Mr von Sanden also insisted that by drawing on drivetrains and electronics from Mercedes-Benz passenger cars, the pair offered vehicle characteristics "that could not been solely developed for vans".
Unlike the first-generation Vito, which was front-wheel drive, both the Vito wagon and Viano people-movers are rear-drive and feature electronic handling devices such as stability control.
The rear-drive configuration also allows for a smaller turning circle of 11.8 metres.
The Vito/Viano’s wheelbase of 3200mm is 200mm longer than that of the outgoing V-class and the overall length of 4993mm is 88mm greater. Overall width is 1901mm and height 1875mm.
Viano braking is via four-wheel discs, measuring 300mm diameter at the front and 296mm at the rear. Fuel tank capacity is 75 litres.
Two large sliding doors – 985mm wide and 1240mm high – are fitted on either side of the vehicle and, like the tailgate, can be locked and unlocked (independently of the front doors, if required) by remote control.
The standard seating configuration is 2-3-3 in the Vito and 2-2-3 in the Viano, however, the latter is available as an eight-seater ($1250) or 2-2-2 six-seater (no-cost).

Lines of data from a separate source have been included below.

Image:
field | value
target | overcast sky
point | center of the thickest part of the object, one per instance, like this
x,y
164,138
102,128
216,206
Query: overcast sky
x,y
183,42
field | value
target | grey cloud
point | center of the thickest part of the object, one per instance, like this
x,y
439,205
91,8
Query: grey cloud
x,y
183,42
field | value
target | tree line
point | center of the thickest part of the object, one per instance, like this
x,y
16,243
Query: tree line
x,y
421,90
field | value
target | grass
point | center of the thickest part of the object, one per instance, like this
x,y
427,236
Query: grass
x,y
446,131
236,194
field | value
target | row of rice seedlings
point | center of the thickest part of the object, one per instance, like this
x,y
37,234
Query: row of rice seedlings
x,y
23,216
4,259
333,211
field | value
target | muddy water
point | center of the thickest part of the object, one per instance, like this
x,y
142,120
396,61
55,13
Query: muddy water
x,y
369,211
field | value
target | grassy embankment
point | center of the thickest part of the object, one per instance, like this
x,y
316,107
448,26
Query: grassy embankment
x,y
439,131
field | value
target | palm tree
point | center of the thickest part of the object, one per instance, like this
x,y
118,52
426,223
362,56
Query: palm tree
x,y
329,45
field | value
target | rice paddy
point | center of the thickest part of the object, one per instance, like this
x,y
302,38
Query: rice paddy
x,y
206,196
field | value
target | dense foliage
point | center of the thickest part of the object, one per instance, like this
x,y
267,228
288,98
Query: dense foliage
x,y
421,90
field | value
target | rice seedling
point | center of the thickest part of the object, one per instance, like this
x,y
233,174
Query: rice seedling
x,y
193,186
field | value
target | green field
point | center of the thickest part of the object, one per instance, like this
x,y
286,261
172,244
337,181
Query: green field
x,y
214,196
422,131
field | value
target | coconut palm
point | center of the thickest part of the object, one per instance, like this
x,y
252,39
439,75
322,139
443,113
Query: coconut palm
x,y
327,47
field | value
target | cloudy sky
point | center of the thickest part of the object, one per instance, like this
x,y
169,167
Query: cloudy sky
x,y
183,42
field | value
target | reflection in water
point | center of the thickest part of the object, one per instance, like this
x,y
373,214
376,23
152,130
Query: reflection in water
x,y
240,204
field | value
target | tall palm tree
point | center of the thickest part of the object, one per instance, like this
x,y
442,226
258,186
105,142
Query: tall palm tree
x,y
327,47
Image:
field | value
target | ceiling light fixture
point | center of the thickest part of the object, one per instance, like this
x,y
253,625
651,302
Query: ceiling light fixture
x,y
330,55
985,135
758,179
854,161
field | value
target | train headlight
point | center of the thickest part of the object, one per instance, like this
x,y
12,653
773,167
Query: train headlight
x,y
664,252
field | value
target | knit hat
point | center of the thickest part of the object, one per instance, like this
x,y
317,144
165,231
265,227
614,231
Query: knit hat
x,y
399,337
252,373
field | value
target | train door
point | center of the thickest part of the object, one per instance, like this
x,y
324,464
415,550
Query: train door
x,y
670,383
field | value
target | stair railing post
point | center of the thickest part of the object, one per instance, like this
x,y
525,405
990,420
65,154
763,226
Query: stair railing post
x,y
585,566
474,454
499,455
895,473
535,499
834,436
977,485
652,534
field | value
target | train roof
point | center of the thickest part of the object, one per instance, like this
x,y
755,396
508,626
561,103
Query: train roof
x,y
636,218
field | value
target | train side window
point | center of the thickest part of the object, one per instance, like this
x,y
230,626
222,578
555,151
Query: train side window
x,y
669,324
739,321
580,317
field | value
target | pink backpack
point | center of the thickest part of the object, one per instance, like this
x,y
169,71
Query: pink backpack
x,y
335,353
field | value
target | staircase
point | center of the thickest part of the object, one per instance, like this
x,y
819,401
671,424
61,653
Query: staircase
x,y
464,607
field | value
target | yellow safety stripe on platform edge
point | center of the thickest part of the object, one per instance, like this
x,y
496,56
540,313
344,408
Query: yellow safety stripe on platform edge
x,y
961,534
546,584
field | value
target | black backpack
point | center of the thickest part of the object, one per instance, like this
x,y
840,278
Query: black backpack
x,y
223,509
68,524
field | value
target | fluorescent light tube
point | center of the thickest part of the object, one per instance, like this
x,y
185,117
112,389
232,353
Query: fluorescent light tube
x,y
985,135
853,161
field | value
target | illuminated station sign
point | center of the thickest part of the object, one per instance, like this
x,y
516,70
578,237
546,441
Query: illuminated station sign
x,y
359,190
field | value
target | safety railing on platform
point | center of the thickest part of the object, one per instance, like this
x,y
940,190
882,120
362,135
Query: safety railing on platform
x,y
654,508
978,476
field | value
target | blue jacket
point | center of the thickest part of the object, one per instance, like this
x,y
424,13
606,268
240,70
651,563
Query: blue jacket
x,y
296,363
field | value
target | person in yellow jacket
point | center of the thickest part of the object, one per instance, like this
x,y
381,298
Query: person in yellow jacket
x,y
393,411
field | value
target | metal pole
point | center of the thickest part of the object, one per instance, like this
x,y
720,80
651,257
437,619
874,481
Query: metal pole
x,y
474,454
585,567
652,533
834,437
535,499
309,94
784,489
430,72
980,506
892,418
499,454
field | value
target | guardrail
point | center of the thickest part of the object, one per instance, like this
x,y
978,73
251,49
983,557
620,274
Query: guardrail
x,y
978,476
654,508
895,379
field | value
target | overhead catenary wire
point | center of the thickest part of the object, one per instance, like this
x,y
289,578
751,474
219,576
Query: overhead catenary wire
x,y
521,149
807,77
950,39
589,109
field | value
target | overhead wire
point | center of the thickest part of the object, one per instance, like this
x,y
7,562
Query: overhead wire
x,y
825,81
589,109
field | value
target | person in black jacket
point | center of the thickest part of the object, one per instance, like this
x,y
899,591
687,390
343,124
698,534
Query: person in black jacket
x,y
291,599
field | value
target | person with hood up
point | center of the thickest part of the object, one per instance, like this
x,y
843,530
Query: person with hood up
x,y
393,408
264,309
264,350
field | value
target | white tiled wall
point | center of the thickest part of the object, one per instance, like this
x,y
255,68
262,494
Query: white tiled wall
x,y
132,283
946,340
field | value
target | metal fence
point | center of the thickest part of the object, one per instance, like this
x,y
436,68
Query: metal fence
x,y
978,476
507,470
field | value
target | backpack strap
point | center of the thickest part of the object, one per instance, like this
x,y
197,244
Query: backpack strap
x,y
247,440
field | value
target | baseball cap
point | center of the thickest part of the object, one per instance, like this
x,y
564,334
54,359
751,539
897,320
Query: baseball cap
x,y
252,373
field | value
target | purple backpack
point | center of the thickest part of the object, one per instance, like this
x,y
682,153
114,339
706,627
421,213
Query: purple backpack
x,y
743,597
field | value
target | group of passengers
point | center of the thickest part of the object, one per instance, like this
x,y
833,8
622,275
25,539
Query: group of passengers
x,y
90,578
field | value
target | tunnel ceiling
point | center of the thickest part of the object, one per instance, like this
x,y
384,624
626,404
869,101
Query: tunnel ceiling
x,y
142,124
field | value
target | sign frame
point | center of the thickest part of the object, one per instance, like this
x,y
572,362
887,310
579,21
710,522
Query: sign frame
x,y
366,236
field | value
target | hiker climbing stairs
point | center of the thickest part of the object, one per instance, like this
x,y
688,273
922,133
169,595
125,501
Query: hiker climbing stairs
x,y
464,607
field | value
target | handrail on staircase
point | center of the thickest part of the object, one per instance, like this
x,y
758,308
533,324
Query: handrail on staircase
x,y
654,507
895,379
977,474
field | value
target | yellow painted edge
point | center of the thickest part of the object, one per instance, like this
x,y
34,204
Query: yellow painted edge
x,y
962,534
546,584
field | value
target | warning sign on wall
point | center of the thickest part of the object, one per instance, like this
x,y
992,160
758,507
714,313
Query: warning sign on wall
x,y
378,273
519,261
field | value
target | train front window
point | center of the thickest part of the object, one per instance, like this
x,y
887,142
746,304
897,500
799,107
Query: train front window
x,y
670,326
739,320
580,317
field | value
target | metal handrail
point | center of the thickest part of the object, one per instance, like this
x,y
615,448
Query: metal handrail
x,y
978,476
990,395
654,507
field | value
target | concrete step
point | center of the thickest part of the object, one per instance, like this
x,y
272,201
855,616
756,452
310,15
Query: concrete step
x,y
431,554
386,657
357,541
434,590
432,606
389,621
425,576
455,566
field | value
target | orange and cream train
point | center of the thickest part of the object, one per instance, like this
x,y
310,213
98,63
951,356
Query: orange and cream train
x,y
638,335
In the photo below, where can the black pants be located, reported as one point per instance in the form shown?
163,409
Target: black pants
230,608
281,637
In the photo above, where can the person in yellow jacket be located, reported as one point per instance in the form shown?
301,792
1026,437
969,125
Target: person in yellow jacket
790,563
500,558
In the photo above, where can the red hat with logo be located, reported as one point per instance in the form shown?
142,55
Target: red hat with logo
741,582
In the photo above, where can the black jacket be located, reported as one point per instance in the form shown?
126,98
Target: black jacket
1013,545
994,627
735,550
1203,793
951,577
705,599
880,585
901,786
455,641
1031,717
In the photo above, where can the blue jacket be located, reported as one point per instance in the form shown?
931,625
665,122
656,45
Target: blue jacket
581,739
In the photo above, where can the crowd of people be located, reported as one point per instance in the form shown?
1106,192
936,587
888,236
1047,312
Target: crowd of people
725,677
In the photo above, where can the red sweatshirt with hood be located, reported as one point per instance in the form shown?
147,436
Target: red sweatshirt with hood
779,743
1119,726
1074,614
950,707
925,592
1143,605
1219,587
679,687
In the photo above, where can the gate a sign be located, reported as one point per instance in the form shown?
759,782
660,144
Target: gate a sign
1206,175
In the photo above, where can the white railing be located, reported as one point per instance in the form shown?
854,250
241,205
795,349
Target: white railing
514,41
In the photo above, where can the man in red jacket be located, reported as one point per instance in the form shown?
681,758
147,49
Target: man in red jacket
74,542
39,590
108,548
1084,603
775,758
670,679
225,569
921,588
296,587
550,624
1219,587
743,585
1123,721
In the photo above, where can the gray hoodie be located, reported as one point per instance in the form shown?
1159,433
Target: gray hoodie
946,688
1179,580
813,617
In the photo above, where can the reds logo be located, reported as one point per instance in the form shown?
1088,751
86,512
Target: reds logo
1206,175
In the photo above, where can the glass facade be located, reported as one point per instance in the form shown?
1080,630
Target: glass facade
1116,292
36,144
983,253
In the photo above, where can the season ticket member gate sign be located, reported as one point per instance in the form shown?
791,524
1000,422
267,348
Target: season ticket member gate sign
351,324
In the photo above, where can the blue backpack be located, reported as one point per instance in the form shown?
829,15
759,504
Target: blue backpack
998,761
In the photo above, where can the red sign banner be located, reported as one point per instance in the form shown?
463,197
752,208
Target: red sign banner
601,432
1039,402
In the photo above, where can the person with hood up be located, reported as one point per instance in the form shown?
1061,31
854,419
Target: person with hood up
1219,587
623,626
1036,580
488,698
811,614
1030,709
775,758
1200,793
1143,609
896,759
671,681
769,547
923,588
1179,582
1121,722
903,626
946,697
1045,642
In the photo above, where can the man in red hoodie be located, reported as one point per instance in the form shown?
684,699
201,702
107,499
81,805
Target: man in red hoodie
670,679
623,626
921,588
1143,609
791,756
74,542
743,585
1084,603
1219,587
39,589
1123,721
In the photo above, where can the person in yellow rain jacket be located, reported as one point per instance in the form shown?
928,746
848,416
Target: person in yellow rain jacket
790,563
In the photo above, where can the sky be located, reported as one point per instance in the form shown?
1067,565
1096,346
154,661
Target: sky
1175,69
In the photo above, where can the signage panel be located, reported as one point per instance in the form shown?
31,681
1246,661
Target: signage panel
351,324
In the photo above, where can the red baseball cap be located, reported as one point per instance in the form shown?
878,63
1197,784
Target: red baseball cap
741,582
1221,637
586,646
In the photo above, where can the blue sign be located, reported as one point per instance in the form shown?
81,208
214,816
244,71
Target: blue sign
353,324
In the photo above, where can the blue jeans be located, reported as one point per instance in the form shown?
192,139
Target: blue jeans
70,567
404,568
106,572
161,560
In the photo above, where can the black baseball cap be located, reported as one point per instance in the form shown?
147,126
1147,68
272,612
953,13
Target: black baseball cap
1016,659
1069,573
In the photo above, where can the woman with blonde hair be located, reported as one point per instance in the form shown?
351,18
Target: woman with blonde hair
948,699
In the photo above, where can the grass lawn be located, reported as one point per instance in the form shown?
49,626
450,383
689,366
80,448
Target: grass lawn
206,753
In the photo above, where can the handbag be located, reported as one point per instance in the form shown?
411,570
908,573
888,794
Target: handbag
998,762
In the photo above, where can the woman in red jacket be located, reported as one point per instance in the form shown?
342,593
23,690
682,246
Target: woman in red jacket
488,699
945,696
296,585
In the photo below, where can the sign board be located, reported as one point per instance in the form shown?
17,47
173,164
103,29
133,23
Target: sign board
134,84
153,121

Similar to aircraft seating arrangements, all seats are individual items. The second and third-row seats are anchored to guide rails and have quick-release locks that enable them to be positioned at various points – at 25mm increments – throughout the cabin.
Each seating position astern of the front seats has armrests, an integrated three-point seatbelt and four-position headrest. Importantly, each seat weighs only 29kg to reduce the burden of changing positions or removing it from the vehicle.
Up front, the driver and front passenger seats are height adjustable, while power-operated front seats with position memory are available as optional extras – $2500 for the driver’s seat, $1430 for the front passenger.
The battery is housed in the front passenger seat console and the six-disc CD changer, a $1340 option, is situated under the driver’s seat.
All Vito and Viano models are fitted with "active service" system, dual airbags, in-dash CD player, anti-lock brakes (with anti-slip regulation, brake assist and electronic brake-force distribution), electric front windows, remote central locking, air-conditioning and a full-size spare.
The Viano can be specified in either entry Trend or the better-equipped Ambiente guises.
All Vianos get the Vito equipment, plus tinted windows, electric front and rear vent windows, climate-control air-conditioning, cruise control, a full-size spare wheel, multi-function steering wheel, roof rails, warning triangle, 16-inch alloy wheels and foglights.
The Ambiente is another $6900 and adds side airbags ($1100 on the Trend), 17-inch light alloy wheels, six-disc CD changer, door courtesy lights, wood highlights, leather steering wheel/shift lever, leather upholstery and self-levelling suspension.
Front window airbags are a $900 option in both Viano Trend and Ambiente.